September 26th, 2011  |   The Sketching Mechanism

What an exhausting weekend…well Sunday really. Didn’t do much Saturday. But Sunday I got exercise for the first time in ages in the form of some Ultimate Frisbee. My feet are sore, my legs stiff but it feels great. Sadly, it saps a lot of my creative energy but I still managed to get some scribbles out.

Knights and Dragons

Speaking of the many wonders of sketching, the lovely Ms. Sunni Brown of TED seems to be in the know.

And if that piques your interest, try the long form version.

And lastly, try this neat doodling HTML game Draw a Stickman, no Flash necessary!

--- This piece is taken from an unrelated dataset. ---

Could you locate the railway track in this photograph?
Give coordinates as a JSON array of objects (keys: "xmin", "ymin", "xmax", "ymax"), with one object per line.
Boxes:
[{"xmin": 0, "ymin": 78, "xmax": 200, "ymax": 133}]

Frankly I’m a bit deep fried after all the social media firestorm that was this week. Google+ goes live to the public, which is to say, it’s on perpetual beta. Facebook changed their layout, again, and the crowd goes wild. Just when the crowd was calming down then Facebook announces more chances, Timelines, and other social media extras that guarantee less of your life is private. (I think team member Roma is onto something, his response to all the talk? Delivered with a devilish grin and a glint in his eye, “what’s a Facebook?”)

It’s worth noting that all this transpired while the market plummeted, in what felt like a remake of a movie we’ve already seen (or if you are George Lucas remade and ruined.)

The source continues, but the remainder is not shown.